I don't really care if jest includes a package that has a regex issue. It's not production code. I do care if babel introduces a backdoor, but somehow they're treated with equal importance.
Totally agree. The good news is that I think GitHub is in a position to fix this - expect progress in the next 12 months.
One change that's needed here is data for each vulnerability on whether it's ever relevant in development. The advisory database that powers GitHub's security alerts (and npm audit, and NuGet audit) now has a dedicated curation team and is ready to curate more ecosystems and more information.
That data then needs to be hooked up with GitHub's security alerting logic. That shouldn't be too difficult - we already detect whether a dependency is used in development or production, and the team here is growing.
Finally, for this to work we'd need a new UI concept for vulnerabilities you aren't affected by. We're already working on functionality with a very similar requirement (one that tells you whether you're using the vulnerable function within a dependency).
I can't make promises, but I can say that GitHub has an increasing amount of energy. Expect progress :-)
/s (but also, for realsies)
As others have pointed out, you can opt for daily / weekly or monthly updates, I'll stick to monthly until they fix this bug.
Update: https://github.com/dependabot/dependabot-core/pull/4077
> Is there an option to tell dependabot "make one PR per week at most ...
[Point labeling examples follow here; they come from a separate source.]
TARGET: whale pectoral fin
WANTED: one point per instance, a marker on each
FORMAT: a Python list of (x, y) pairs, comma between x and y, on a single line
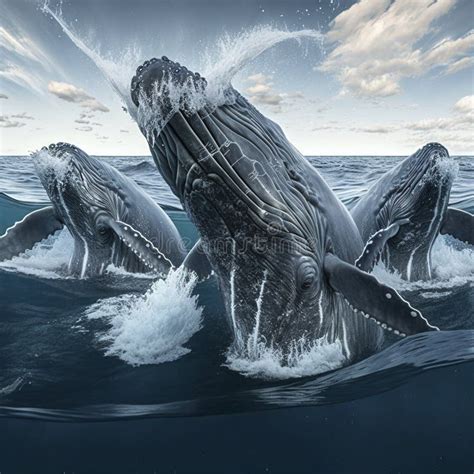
[(375, 245), (459, 224), (375, 300), (24, 234), (142, 247), (197, 262)]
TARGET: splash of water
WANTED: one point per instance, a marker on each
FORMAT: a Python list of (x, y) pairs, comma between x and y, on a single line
[(47, 259), (304, 358), (117, 72), (151, 328)]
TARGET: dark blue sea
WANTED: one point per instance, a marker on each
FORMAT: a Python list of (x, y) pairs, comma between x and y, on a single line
[(127, 374)]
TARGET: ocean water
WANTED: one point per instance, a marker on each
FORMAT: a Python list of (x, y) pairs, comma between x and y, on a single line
[(127, 374)]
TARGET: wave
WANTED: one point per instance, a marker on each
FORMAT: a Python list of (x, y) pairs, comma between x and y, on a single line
[(140, 167), (221, 63), (151, 328)]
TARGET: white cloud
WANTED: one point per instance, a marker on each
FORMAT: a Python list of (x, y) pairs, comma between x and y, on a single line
[(459, 65), (71, 93), (376, 129), (14, 73), (377, 44), (23, 116)]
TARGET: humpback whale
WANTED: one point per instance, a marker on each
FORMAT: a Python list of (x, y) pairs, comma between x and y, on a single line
[(401, 215), (280, 242), (109, 217)]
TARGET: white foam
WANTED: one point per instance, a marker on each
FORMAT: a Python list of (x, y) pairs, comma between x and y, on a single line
[(47, 259), (151, 328), (118, 71), (304, 358), (452, 266), (218, 65)]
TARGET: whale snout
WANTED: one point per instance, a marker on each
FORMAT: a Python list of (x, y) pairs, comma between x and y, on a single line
[(155, 73), (59, 149)]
You can set the `open-pull-requests-limit: 1` (https://docs.github.com/en/code-security/supply-chain-securi...) and the `schedule.interval: weekly` to limit the number of created PRs to one per week
> ... and bundle your changes"?
We've referred to this feature as "grouped updates" and it's tracked on the roadmap: https://github.com/github/roadmap/issues/148
Potentially using `allow: direct` (https://docs.github.com/en/code-security/supply-chain-securi...) to ignore the random sub dependencies, or ignoring minor versions (https://docs.github.com/en/code-security/supply-chain-securi...) of some/all dependencies might help reduce that noise.
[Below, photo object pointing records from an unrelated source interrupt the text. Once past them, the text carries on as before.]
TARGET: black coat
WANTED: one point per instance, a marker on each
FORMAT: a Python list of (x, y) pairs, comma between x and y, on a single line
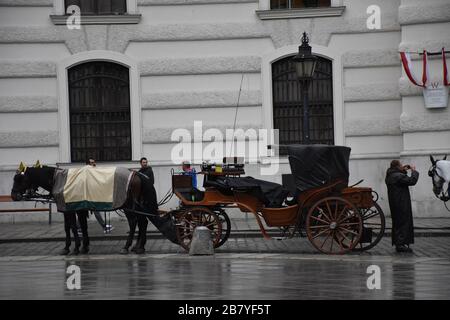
[(398, 183), (148, 171)]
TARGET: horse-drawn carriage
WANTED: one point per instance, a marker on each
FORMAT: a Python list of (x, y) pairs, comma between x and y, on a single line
[(337, 218)]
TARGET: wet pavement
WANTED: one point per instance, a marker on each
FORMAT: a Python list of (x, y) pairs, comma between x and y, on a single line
[(246, 267), (225, 276)]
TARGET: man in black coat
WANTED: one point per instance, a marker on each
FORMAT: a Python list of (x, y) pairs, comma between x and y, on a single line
[(149, 202), (398, 183)]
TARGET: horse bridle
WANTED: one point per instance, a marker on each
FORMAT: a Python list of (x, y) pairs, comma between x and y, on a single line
[(433, 172)]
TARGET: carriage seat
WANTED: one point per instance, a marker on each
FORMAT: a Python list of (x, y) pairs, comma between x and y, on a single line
[(182, 184), (271, 194)]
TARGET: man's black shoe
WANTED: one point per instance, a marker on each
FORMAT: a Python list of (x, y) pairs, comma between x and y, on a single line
[(140, 251), (64, 252), (402, 249)]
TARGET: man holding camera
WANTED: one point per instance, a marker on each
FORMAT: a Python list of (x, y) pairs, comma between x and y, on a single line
[(398, 183)]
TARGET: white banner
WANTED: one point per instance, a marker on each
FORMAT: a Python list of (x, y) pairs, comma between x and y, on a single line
[(436, 96)]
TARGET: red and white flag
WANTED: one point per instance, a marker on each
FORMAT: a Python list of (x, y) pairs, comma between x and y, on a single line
[(444, 62)]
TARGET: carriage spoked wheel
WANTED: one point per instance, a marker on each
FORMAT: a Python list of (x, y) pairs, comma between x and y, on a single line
[(334, 225), (226, 226), (374, 224), (190, 218)]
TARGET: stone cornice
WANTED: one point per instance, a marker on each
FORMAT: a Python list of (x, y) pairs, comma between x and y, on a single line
[(372, 58), (190, 2), (100, 19), (27, 69), (300, 13), (372, 126), (22, 139), (373, 92), (422, 13), (205, 99), (28, 104), (436, 121), (26, 3), (211, 65), (163, 135)]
The worst I found was another team which merges in depandabot PR's one by one. Their git history isn't pleasant to look through :(
If typing --perl-regexp gets old, you can always alias it or add a repo/global config option via grep.patternType [1]. Or you can create an alias for adding the less-powerful --invert-grep [2].
[0] https://git-scm.com/docs/git-log/2.32.0#Documentation/git-lo...
[1] https://git-scm.com/docs/git-config/2.32.0#Documentation/git...
[2] https://git-scm.com/docs/git-log/2.32.0#Documentation/git-lo...
[1] https://docs.github.com/en/github/collaborating-with-pull-re...
then it got harder: create one branch that blocked the dependabot branch.
then it got harder again: create 00 00 00 - FF FF FF branches (let it run with parallelism and over night).
github support is not helpful on this.
I expect the two databases will move in sync. The GitHub advisory database is licensed as CC BY 4.0 (i.e., attribution only), so we actively encourage others, including the Go Vulnerability Database, to pull from it.
Can you.... not?
Definitely a step in the right direction on both ends, though!
https://security.googleblog.com/2021/06/announcing-unified-v...
https://opensource.googleblog.com/2021/02/launching-osv-bett...
Would love to know if dependabot creates noisy alerts for other languages too.